Copyright gives the creators of original literary, dramatic, musical, and artistic “works” (whether they are published or unpublished) the exclusive legal right to control if and how other people copy, adapt, distribute, display, and broadcast those works.
Works covered by copyright include, among many other things, comic books, novels, poems, plays, choreography, musical compositions, paintings, photographs, architecture, software, databases, technical plans, and maps.

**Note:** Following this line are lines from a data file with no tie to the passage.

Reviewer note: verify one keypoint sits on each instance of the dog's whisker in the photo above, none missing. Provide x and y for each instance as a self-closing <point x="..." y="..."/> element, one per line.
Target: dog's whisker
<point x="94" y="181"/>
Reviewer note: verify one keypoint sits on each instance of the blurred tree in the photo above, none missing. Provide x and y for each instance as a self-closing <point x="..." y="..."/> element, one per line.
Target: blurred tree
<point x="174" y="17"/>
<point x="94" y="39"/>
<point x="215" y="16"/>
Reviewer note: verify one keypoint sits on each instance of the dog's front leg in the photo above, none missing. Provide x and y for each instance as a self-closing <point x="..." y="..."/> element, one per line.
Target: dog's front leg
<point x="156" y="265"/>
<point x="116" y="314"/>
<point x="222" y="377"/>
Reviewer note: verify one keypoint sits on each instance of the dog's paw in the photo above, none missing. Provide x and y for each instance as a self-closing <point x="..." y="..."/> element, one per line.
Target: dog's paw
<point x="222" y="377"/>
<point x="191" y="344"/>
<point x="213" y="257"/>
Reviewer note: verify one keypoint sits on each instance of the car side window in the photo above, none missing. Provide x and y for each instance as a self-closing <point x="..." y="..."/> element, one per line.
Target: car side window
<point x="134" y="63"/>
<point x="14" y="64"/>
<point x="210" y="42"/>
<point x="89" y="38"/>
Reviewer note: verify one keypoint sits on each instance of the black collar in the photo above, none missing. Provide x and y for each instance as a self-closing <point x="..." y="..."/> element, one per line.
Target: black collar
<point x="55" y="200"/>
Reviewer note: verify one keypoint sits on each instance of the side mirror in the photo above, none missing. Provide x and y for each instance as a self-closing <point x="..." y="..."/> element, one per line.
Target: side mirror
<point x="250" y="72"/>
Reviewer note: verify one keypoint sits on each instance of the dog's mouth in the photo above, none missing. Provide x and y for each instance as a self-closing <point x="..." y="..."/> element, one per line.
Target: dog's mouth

Copyright is Automatic by Law
The creator of an original work does not need to apply for copyright protection or to register the work with the federal government. Also, copyright itself, like all intellectual property rights, may be sold to another person, so the “copyright holder” is not always the work’s creator. As a general rule, anyone who copies, adapts, distributes, displays, or broadcasts the work without the permission of the copyright holder commits “copyright infringement” – which in some situations is also called “piracy.” (There are several exceptions, including a “fair use doctrine” that creates allowances for criticism, parody, commentary, scholarship, news reporting, and search engines.)
Copyright Does not last Forever
In the United States, it generally protects the original work for the lifetime of the work’s creator plus 70 years. (What this means is that anyone who wishes to copy, adapt, distribute, display, or broadcast The Adventures of Tom Sawyer may do so, because its author, Samuel Langhorne Clemens – better known by his pen name, Mark Twain – has been dead for more than a century.)